Latest update November 15th, 2024 1:00 AM
May 12, 2013 Features / Columnists, Peeping Tom
The contention that Forbes Burnham, the late President of Guyana, tilted the balance in Angola’s civil war by allowing Cuban planes to refuel here in Guyana en route to that country is, at best, a case of contrived heroism.
For years, the PNC denied left, right and centre that it had ever allowed Cuban planes to refuel in Guyana en route to Luanda. The subsequent claim that Cuban troops were training in Guyana’s jungle was also vehemently denied.
Yet today, the confession is out in the open that Cuban planes did refuel here when no other Caribbean country wanted to offer such facilities to the Cubans, and it was this act of allowing the Cuban planes to refuel in Guyana that tilted the balance in the civil war in Angola.
It would have taken more than the two flights that left from Timehri to tilt the balance in Angola. Yes, two flights! Of the more than one hundred flights which ferried Cuban troops to Luanda, only two refueled in Guyana. Guyana was never a suitable refueling location because the runway at Timehri was too short and thus unsuitable for the large Cuban planes which were transporting troops.
Burnham played no heroic role in that regard. The ultimate Caribbean hero in the Angolan civil war was Fidel Castro who, without the prompting of the Russians, decided to send Cuban troops into battle. That decision became necessary after the apartheid regime in South Africa made a game-changing incursion into Angolan territory.
It is true that if Cuban troops were not sent to Angola, the fate of that country would have been different. But Forbes Burnham was not a major player in that process as he is now being made out to be.
It was Castro who had sent one of his military commissars to meet Burnham after Barbados refused refueling rights to Cuba. Many flights in fact were re-fueled in Barbados before the Americans turned on the pressure on the authorities to deny Cuba refueling rights.
Burnham also came under pressure from the Americans and from Venezuela.
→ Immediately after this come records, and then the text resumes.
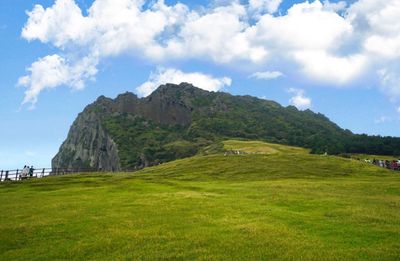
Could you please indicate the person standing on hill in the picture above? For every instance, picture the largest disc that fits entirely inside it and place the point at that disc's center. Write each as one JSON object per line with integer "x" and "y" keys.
{"x": 31, "y": 169}
{"x": 24, "y": 173}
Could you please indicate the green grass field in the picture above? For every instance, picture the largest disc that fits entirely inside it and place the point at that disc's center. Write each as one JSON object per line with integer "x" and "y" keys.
{"x": 275, "y": 202}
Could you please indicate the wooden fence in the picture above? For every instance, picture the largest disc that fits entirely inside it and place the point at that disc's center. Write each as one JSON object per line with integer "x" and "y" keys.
{"x": 10, "y": 175}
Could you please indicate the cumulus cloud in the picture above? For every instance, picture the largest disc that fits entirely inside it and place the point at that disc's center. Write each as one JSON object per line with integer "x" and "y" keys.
{"x": 261, "y": 6}
{"x": 52, "y": 71}
{"x": 329, "y": 42}
{"x": 163, "y": 76}
{"x": 267, "y": 75}
{"x": 382, "y": 119}
{"x": 299, "y": 99}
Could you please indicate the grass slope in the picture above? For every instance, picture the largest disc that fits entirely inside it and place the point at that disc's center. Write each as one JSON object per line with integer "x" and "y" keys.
{"x": 285, "y": 205}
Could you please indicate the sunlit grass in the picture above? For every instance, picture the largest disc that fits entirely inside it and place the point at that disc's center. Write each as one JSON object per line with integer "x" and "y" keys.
{"x": 288, "y": 206}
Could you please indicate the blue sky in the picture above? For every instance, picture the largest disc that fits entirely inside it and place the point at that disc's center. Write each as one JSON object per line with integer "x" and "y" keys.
{"x": 340, "y": 58}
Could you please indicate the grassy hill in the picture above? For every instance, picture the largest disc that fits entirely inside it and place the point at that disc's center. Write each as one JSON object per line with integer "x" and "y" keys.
{"x": 271, "y": 202}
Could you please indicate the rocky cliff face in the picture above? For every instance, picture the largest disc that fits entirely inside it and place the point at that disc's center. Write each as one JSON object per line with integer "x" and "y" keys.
{"x": 89, "y": 144}
{"x": 178, "y": 121}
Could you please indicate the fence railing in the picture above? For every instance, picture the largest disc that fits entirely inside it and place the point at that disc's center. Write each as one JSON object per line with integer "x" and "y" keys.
{"x": 18, "y": 174}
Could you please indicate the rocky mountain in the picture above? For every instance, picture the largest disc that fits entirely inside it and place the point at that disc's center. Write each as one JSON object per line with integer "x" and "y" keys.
{"x": 177, "y": 121}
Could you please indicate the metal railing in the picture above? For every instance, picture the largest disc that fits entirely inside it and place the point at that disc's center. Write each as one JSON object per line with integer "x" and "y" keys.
{"x": 18, "y": 174}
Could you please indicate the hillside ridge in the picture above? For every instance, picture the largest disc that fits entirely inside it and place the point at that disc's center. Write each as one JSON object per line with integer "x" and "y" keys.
{"x": 178, "y": 121}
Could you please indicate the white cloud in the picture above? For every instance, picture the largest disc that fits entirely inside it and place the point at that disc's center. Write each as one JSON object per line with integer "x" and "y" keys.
{"x": 52, "y": 71}
{"x": 267, "y": 75}
{"x": 329, "y": 42}
{"x": 163, "y": 76}
{"x": 261, "y": 6}
{"x": 382, "y": 119}
{"x": 299, "y": 99}
{"x": 329, "y": 68}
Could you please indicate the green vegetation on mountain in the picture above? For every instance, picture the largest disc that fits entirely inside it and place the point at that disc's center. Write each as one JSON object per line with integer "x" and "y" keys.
{"x": 178, "y": 121}
{"x": 271, "y": 202}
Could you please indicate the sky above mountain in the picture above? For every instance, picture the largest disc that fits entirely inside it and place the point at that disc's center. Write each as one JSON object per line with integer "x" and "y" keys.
{"x": 339, "y": 58}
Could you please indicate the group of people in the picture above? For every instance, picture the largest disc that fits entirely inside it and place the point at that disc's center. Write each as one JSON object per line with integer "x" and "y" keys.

He got a call from the then President of Venezuela, Carlos Andres Perez, who threatened to curtail the preferences Guyana was receiving from that country if a single drop of Venezuelan fuel was used in the refueling exercise.
Burnham’s heroic stand ended before it started. His defiance collapsed like an empty sack. This great hero who it is claimed heroically tilted the balance in favour of the Angolan civil war could not stand up to the Venezuelan and American pressure.
Wikileaks has just released declassified documents which point to a series of meetings between the American embassy personnel in Guyana and the Forbes Burnham administration in which the Americans made it clear that they would not tolerate Cuban planes being refueled in Guyana.
These documents reveal a different picture from the heroic portrait that is now being painted about Burnham and his support for transporting Cuban troops to Angola.
Another attempt at portraying Burnham as heroic and principled when it came to apartheid is the story about Burnham refusing the gift of a plane from a company which wanted to trade in Guyana’s sugar. It was related that the refusal was because that company concerned had ties in apartheid South Africa. That may well be so, but Burnham’s government had for years been bartering Guyana’s bauxite through a company which had extensive financial and business interests in South Africa.
Burnham’s opponents were alert to this fact and they constantly threw it in his face as an example of his inconsistency when it came to South Africa. It can also be said that most of Guyana’s sugar in the 1970s ended up being processed by a firm which had strong business chains in apartheid South Africa and still does onto this day.
After Walter Rodney was murdered, Burnham tried to regain lost ground in Africa by overstepping in his interpretation of the Gleneagles Agreement. That agreement had called on members of the Commonwealth to take steps to desist their nationals from having sporting ties with South Africa. In order to atone for the fallout from the Rodney assassination, Burnham engaged in grandstanding by refusing to allow any sportsman who had gone to South Africa from playing any sport in Guyana.
To however surmise from these and other arguments that Burnham was not sincere about his support for anti-apartheid stuggles would be a case of lopsided judgment. Burnham may have been a lot of things but when it came to South Africa, he was sincerely opposed to apartheid rule. That cannot be denied.
Whether he made a major contribution to the liberation struggles in Africa is however debatable. Burnham faced one major problem that did not allow him to go as far as he may have wanted when it came to the liberation struggles in Africa.
Throughout his career as Prime Minister of Guyana, he could not disentangle himself from the clutches of the Americans to whom he owed allegiance for the favours the CIA did for him. And they always pulled him in when he stepped too far outside of their liking, as they did with the Cuban planes.